Actually, you’d think I was going to say definitely the latter, but I’m not. I don’t have a problem with admitting to being controlling. So I’m not going to try and justify myself, oh no – I am, in fact, going to claim “controlling” back from the dark side! I think controlling and pro-active are the same thing. Goodness, when Nelson Mandela quotes the William Henley poem in the film Invictus, “I am the master of my fate: I am the captain of my soul”, I’m sure I’m not the only one who gave him a standing ovation from the sofa! It has been said that the way you picture life says a great deal about the way you will approach it, whether you see it as an adventure, a journey, an endurance test… I would think however, that whatever picture you have of life, we all have in common an experience of “the bludgeonings of chance”. Now hear me out, before you think, what the heck has all this got to do with homeschooling. People are complicated, me included, but I have a point to make.

We were chatting this week in the staff room, over our lunchboxes, about various things and I happened to mention one of my strange habits – that of reading the last page of a book first. I have only ever met one other person who does this so I’m willing to admit that I’m quirky. Anyway, someone said “do you like to be in control?” and I said “yes!” but thought, less politely, “Doh!! Of course! Who doesn’t?”. I mean really, whoever consciously says to themselves “well, I’m just happy to let things happen to me and other people can run my life”? Nowt wrong with enjoying some surprises along the way, I don’t mean that, but I can’t think that anyone with a healthy sense of self would purposely relinquish control of their lives. My daughter is five and she already says “mummy, I can’t wait to be grown up so you won’t boss me around!” She totally wants to be in the driving seat – quite literally actually, she was about three when she first expressed a desire to drive herself to nursery! And showed great self-belief that she was capable of it too! Come to think of it, Mae was about 20 weeks old when she made it quite clear to me that she had no intention of eating that disgusting baby rice I was trying to shovel into her.

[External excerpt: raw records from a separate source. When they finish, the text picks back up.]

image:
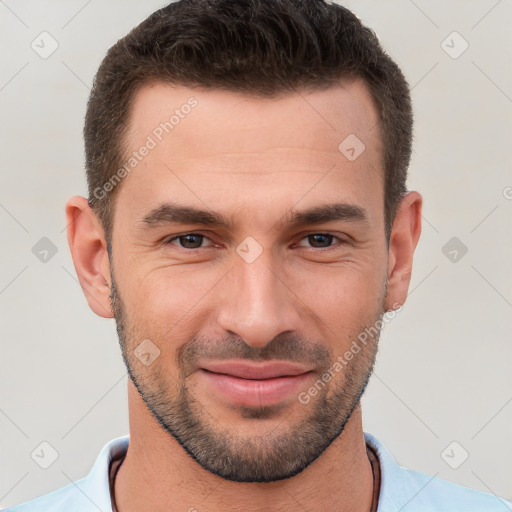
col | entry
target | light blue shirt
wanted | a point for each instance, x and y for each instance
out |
(401, 489)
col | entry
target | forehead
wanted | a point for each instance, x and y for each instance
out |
(219, 148)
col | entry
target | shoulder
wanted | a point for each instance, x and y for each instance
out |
(89, 494)
(408, 490)
(65, 498)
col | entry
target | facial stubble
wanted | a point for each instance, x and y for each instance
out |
(278, 452)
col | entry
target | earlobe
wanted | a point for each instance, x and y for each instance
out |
(88, 247)
(403, 241)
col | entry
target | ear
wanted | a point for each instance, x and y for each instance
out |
(86, 240)
(403, 241)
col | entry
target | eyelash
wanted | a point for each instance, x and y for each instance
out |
(192, 251)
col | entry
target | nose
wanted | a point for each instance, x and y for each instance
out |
(257, 303)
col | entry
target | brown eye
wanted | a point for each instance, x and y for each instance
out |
(188, 241)
(319, 240)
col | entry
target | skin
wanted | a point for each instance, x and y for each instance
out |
(255, 161)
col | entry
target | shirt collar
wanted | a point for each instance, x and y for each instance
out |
(392, 496)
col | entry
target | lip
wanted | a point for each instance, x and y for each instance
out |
(246, 370)
(253, 385)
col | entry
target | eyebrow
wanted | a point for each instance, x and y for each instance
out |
(168, 213)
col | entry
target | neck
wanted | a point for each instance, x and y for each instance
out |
(158, 475)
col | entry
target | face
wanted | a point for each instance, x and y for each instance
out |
(245, 236)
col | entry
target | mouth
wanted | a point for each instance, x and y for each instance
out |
(255, 385)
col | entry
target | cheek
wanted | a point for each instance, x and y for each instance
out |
(162, 303)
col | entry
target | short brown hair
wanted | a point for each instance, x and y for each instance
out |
(258, 47)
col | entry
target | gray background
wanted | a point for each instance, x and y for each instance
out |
(443, 369)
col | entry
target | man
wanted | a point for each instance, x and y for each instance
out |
(226, 143)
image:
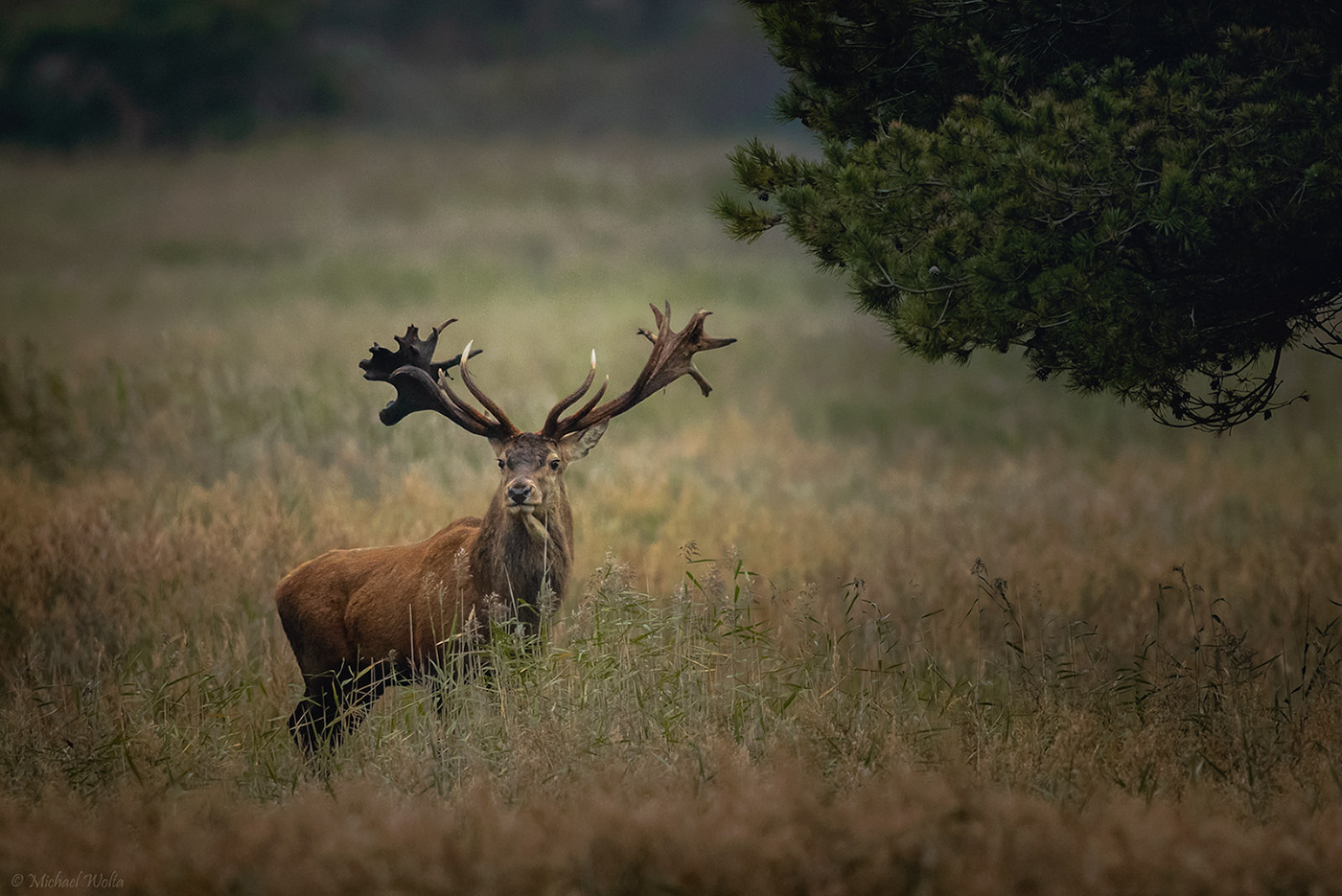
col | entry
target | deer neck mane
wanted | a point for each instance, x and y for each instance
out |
(525, 561)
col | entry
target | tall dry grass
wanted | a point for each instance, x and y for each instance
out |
(868, 623)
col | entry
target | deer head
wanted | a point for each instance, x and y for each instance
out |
(533, 463)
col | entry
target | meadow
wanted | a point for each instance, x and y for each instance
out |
(849, 624)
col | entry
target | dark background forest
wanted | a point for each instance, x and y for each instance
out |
(153, 71)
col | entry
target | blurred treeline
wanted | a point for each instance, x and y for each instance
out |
(145, 73)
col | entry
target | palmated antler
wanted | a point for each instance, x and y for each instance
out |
(422, 385)
(671, 358)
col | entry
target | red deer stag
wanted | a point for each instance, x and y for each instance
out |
(359, 620)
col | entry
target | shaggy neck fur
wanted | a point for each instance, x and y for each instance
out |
(526, 558)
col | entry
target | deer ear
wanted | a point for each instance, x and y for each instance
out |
(576, 445)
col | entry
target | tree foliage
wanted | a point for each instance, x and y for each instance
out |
(1141, 196)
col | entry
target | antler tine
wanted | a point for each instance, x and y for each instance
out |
(479, 396)
(552, 419)
(671, 358)
(420, 382)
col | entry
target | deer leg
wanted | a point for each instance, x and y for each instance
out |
(333, 705)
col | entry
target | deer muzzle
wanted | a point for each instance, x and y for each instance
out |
(522, 495)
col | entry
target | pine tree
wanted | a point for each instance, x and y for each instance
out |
(1141, 196)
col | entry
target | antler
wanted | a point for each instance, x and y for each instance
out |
(671, 358)
(422, 384)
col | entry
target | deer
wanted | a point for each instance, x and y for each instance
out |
(359, 620)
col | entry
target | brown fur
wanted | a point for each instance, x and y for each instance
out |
(362, 618)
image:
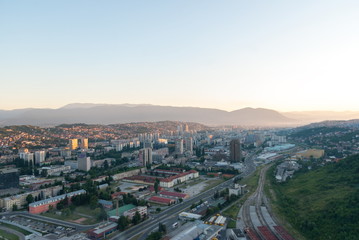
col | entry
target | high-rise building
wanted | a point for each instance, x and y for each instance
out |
(186, 129)
(235, 151)
(145, 156)
(83, 162)
(40, 157)
(9, 178)
(179, 146)
(27, 157)
(73, 144)
(180, 130)
(84, 143)
(189, 144)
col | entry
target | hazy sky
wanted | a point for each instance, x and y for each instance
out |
(284, 55)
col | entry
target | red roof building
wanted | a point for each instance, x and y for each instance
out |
(161, 200)
(174, 194)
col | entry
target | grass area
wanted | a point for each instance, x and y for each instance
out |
(18, 229)
(231, 224)
(136, 237)
(91, 215)
(252, 180)
(322, 203)
(268, 189)
(232, 212)
(192, 183)
(212, 183)
(7, 236)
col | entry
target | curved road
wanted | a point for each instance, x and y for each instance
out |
(20, 235)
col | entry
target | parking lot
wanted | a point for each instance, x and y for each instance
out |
(52, 231)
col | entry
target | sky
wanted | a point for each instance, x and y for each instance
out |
(283, 55)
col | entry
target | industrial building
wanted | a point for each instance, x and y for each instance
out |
(235, 151)
(9, 178)
(44, 205)
(102, 231)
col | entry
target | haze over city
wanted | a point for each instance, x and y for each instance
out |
(228, 55)
(179, 120)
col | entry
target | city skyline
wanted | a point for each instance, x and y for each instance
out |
(278, 55)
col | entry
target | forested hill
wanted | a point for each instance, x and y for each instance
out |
(323, 203)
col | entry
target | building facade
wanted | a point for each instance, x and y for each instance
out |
(235, 151)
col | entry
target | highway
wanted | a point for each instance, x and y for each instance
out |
(257, 219)
(169, 214)
(78, 227)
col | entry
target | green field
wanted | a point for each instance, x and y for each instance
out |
(231, 223)
(321, 203)
(7, 236)
(212, 183)
(90, 215)
(23, 231)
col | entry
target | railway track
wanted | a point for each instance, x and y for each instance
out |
(257, 220)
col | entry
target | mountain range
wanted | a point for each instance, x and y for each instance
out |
(124, 113)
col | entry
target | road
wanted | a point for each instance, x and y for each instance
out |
(256, 217)
(78, 227)
(20, 235)
(170, 214)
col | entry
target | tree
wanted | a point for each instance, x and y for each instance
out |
(14, 207)
(162, 228)
(105, 165)
(137, 218)
(122, 223)
(157, 185)
(93, 201)
(29, 199)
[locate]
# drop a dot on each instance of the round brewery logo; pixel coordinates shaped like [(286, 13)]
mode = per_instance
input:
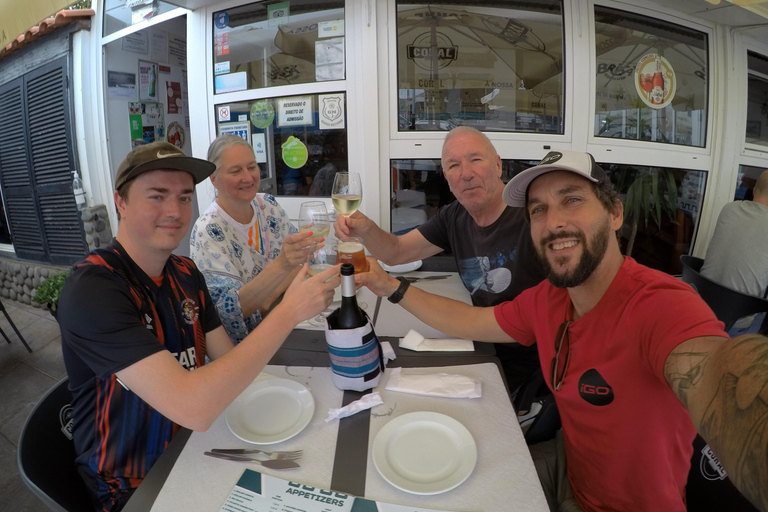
[(655, 80)]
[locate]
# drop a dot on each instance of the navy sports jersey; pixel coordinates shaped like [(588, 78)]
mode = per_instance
[(111, 315)]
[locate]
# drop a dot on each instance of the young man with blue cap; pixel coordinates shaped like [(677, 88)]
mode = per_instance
[(136, 320)]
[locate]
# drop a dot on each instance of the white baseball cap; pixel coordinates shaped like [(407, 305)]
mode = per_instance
[(574, 161)]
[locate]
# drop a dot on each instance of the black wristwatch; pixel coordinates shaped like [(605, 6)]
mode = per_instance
[(398, 295)]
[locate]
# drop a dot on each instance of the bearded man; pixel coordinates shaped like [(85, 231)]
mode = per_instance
[(637, 362)]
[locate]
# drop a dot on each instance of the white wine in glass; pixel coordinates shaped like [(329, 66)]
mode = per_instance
[(313, 216), (347, 192)]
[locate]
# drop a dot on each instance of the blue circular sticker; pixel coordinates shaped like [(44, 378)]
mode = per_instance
[(221, 20)]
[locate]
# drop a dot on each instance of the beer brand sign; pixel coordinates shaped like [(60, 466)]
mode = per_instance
[(655, 80), (423, 52)]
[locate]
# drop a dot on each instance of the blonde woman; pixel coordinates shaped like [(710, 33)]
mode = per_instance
[(244, 243)]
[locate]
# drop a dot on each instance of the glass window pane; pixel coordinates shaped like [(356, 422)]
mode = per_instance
[(757, 100), (651, 79), (299, 151), (117, 15), (655, 231), (496, 66), (302, 44), (658, 229)]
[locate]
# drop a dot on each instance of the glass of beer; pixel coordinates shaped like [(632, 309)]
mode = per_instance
[(351, 250)]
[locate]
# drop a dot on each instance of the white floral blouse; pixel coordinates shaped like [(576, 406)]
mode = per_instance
[(223, 255)]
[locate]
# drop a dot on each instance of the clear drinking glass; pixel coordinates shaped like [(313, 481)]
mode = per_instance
[(313, 216), (347, 192)]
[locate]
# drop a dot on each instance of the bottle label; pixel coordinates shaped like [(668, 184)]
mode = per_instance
[(356, 358)]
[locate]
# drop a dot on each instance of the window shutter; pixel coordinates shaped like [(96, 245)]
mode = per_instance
[(36, 165)]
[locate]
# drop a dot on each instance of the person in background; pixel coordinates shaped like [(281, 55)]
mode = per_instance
[(489, 240), (135, 319), (636, 360), (244, 244), (737, 256)]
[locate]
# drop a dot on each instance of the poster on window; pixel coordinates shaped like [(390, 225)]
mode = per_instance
[(147, 81), (147, 122), (175, 101)]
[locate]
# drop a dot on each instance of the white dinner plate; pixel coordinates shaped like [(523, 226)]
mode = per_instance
[(270, 411), (424, 452), (401, 269)]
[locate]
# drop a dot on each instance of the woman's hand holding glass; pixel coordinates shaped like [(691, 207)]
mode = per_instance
[(307, 298)]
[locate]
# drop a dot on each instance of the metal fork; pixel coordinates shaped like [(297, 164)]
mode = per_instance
[(269, 463), (276, 455)]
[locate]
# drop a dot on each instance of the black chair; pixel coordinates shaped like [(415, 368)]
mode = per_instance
[(2, 307), (546, 423), (709, 489), (46, 454), (727, 304)]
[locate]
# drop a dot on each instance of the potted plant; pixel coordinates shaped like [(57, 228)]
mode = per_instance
[(49, 290)]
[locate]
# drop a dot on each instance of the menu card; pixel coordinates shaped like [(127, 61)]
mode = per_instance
[(257, 492)]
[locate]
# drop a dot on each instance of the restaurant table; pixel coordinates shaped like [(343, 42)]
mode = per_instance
[(504, 478)]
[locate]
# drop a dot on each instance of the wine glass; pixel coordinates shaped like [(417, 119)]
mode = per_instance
[(313, 216), (347, 192), (320, 258)]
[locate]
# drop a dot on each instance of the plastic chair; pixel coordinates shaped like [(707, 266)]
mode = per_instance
[(727, 304), (2, 307), (46, 454), (709, 488)]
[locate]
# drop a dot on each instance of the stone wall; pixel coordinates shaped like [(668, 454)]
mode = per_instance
[(21, 279)]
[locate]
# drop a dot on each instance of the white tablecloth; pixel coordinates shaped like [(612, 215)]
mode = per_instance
[(394, 320), (504, 478), (201, 483)]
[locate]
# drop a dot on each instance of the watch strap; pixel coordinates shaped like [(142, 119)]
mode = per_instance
[(398, 295)]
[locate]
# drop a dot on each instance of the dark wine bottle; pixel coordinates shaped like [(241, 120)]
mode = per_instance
[(350, 314)]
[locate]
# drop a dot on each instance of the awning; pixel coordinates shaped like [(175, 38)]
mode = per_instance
[(18, 16), (81, 16)]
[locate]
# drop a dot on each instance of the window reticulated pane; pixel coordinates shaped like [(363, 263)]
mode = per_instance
[(757, 100), (300, 142), (651, 79), (304, 44), (496, 66)]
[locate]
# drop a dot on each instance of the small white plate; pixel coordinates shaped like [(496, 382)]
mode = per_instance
[(270, 411), (401, 269), (424, 453)]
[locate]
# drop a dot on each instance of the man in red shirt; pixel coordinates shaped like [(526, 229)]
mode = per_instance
[(636, 360)]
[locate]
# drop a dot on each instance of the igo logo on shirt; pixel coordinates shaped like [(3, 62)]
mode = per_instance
[(190, 310), (594, 389)]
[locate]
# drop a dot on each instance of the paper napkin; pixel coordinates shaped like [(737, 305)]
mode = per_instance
[(417, 342), (434, 384), (368, 401)]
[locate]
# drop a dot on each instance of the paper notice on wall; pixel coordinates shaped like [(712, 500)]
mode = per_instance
[(159, 46), (294, 111), (331, 111), (329, 59), (177, 51)]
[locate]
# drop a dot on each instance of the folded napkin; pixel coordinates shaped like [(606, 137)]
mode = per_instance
[(417, 342), (434, 384), (368, 401)]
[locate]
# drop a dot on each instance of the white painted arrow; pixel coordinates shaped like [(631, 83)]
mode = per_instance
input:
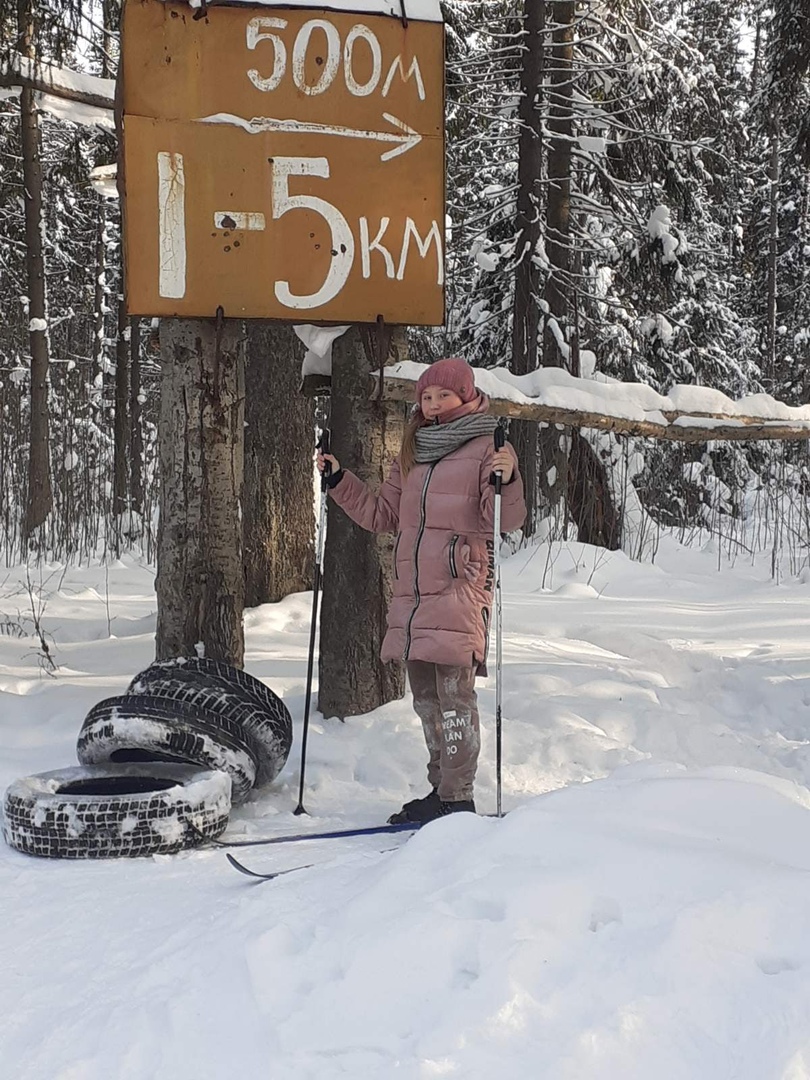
[(408, 139)]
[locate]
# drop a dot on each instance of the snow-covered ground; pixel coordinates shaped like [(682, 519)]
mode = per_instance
[(643, 912)]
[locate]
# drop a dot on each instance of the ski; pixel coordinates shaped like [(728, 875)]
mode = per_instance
[(335, 834), (261, 877), (273, 874)]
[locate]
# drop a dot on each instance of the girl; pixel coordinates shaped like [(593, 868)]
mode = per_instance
[(440, 500)]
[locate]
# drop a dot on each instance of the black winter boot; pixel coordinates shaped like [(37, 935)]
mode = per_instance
[(463, 806), (417, 810)]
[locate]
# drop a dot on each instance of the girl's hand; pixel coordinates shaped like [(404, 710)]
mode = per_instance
[(323, 458), (503, 463)]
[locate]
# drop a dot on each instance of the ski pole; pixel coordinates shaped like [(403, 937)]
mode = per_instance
[(323, 446), (499, 441)]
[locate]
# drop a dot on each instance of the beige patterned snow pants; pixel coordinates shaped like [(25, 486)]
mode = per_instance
[(445, 701)]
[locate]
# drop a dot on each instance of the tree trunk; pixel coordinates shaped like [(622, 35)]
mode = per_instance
[(553, 456), (590, 502), (558, 213), (773, 180), (121, 420), (136, 434), (200, 580), (279, 517), (366, 437), (40, 495), (526, 321)]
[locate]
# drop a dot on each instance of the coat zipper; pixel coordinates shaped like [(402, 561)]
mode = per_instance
[(454, 571), (416, 557)]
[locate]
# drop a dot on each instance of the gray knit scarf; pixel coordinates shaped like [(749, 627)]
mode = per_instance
[(436, 440)]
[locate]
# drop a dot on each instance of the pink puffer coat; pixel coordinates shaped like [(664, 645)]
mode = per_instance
[(443, 514)]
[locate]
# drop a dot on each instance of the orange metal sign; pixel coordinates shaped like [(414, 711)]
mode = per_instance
[(283, 163)]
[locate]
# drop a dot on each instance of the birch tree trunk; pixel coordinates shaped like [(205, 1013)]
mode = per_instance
[(526, 322), (279, 517), (365, 437), (136, 433), (200, 580), (39, 501), (773, 181), (121, 420)]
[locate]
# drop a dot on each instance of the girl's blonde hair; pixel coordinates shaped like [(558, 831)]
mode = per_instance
[(407, 454)]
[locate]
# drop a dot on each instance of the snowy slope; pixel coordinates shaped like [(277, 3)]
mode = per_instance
[(652, 922)]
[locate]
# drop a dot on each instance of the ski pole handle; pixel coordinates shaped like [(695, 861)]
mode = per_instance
[(323, 446), (500, 440)]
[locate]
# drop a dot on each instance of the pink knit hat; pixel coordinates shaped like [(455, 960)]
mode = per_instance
[(453, 374)]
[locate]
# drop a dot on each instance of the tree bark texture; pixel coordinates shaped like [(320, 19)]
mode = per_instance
[(590, 501), (526, 312), (136, 433), (279, 516), (40, 495), (121, 419), (365, 437), (773, 181), (200, 569), (553, 467), (561, 137)]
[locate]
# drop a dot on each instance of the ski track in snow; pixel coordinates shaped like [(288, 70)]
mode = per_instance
[(653, 921)]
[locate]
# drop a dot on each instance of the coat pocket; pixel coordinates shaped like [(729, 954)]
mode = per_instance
[(451, 555), (396, 551)]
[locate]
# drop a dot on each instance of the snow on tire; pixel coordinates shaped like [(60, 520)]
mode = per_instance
[(146, 728), (270, 725), (112, 811)]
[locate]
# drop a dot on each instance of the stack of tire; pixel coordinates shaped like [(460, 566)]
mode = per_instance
[(161, 766)]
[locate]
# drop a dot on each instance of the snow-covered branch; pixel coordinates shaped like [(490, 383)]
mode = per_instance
[(687, 414), (59, 82)]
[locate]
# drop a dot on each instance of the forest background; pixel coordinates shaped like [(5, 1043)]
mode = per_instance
[(629, 193)]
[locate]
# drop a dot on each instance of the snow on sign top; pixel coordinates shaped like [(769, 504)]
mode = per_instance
[(426, 11)]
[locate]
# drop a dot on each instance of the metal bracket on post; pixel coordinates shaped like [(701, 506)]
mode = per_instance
[(382, 341), (376, 347)]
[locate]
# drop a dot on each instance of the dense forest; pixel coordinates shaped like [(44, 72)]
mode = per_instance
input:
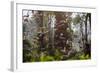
[(56, 36)]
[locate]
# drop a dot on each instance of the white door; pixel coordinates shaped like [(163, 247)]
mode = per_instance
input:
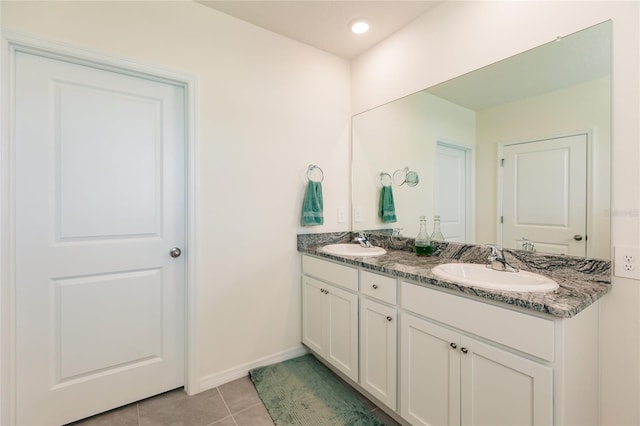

About my strange reading habits – my logic is simple. However strange you think it is, nobody but nobody enjoys that feeling you have when you read a book and it’s got a rubbish ending. Or watch a film (yes, I do look up film synopses online). I really hate it and it seemed a simple solution to avoiding that feeling you have of wasting all that time in your life hoping for a different ending. Free from the worry of that I can relax and enjoy the twists and turns on the page, or on screen, that lead to the satisfactory conclusion. And I never have to say, apart from in real life of course, “well, that was disappointing”. Obviously I’m only talking about reading, not real life, but I think it’s a great little example of ‘good controlling’. Making pro-active decisions.

Homeschooling is a much better example. And now I warm to my theme. You bring this little life into the world – and I always have a moment during my pregnancies when I think “Oh my God. Am I doing the right thing?” Usually when something happens that reminds me how vulnerable we are to “the bludgeonings of chance”. Just watching the news can bring one of those moments on when you’re pregnant. You think “what kind of world am I bringing my precious child in to?” and “How am I going to explain that?”. My children are mixed race and I’m dreading the day when I have to explain that, despite their extraordinary beauty and intelligence, some ignorant people will judge them inferior because of the colour of their skin. Becoming a parent can seem terrifying. Terrifyingly wonderful.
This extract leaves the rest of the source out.